Workers entering a South African mine traveled by a system of cables stretched from rim to pit floor. The tramway also served to bring diamonds up from below.

A man and his horse make a precarious river crossing in 1921 Tibet.

Pigs carved from lard celebrate in song the benefits of fat. The 1942 display featured at the International Livestock Show in Chicago focused attention on the wartime shortage of fat supplies.

Men perform the attan, a traditional Pashtun folk dance, in a village near Farah in southwestern Afghanistan. This photograph, received at the Society in 1948, was never published in the magazine.

Representatives of the 13 original states give a white-gloved salute before a backdrop of a floral flag in 1938 Philadelphia.

Volunteers beat back flames caused by a careless camper near Madison, Tennessee, during the drought of 1925.

As if standing at attention, the skyscrapers of Lower Manhattan seem to salute the United States as the ship steamed past on her 1952 maiden voyage.

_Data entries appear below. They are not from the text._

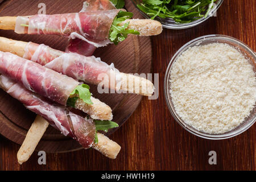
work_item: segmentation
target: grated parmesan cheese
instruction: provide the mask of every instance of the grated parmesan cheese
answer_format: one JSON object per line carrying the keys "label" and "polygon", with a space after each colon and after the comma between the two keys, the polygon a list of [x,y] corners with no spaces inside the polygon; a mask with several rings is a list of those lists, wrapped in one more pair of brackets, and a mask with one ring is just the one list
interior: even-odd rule
{"label": "grated parmesan cheese", "polygon": [[169,80],[177,114],[187,124],[209,134],[237,127],[256,102],[255,75],[249,61],[222,43],[184,51],[174,63]]}

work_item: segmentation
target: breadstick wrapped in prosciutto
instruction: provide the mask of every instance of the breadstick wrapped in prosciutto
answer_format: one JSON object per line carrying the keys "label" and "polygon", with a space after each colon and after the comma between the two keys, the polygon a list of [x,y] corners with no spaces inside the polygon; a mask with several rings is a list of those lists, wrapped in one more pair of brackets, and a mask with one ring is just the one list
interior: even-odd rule
{"label": "breadstick wrapped in prosciutto", "polygon": [[[115,9],[115,6],[109,0],[87,0],[80,13]],[[92,56],[96,49],[94,45],[75,38],[69,39],[65,52],[76,52],[86,56]]]}
{"label": "breadstick wrapped in prosciutto", "polygon": [[[0,51],[0,73],[62,105],[84,111],[91,117],[112,119],[109,106],[91,97],[89,86],[36,63]],[[98,109],[95,110],[96,109]]]}
{"label": "breadstick wrapped in prosciutto", "polygon": [[144,23],[143,19],[130,19],[132,16],[133,13],[124,9],[3,16],[0,17],[0,28],[14,29],[18,34],[53,34],[78,38],[97,47],[110,43],[117,44],[124,40],[128,34],[150,36],[162,32],[162,24],[159,22],[147,20],[146,23]]}
{"label": "breadstick wrapped in prosciutto", "polygon": [[[90,118],[82,118],[70,111],[63,106],[53,104],[43,97],[27,90],[21,84],[5,76],[0,76],[0,86],[13,97],[23,104],[28,110],[46,119],[49,125],[60,130],[63,135],[77,140],[84,148],[91,147],[97,148],[97,150],[107,156],[109,150],[110,150],[109,152],[113,154],[110,148],[106,148],[100,144],[100,141],[102,142],[102,140],[104,140],[105,142],[109,142],[115,147],[115,155],[112,155],[112,158],[115,158],[119,152],[120,147],[115,142],[100,134],[100,137],[98,138],[96,134],[98,125],[97,122],[100,123],[100,130],[102,129],[104,122],[94,121]],[[110,124],[108,123],[105,125],[105,129],[118,126],[114,122],[111,122]],[[98,140],[97,143],[95,143],[96,140]],[[104,150],[101,151],[100,147]],[[119,150],[117,150],[117,148]]]}
{"label": "breadstick wrapped in prosciutto", "polygon": [[44,44],[2,37],[0,37],[0,50],[13,52],[78,80],[94,85],[104,84],[118,93],[150,96],[154,92],[154,85],[150,81],[120,72],[113,64],[108,65],[94,56],[65,53]]}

In the early 1900s, Islamic tradition discouraged Turkey’s Muslim women from being seen by men other than their husbands. So photographers sometimes recruited men to pose dressed as women for exotic postcards.

On March 17, 1953, Las Vegas casino workers stood captivated by the glow of an atomic bomb test 65 miles (100 kilometers) away at Yucca Flat, Nevada.

Geography students at a New York elementary school compare notes with National Geographic in 1934 to construct a table-top Sahara Desert.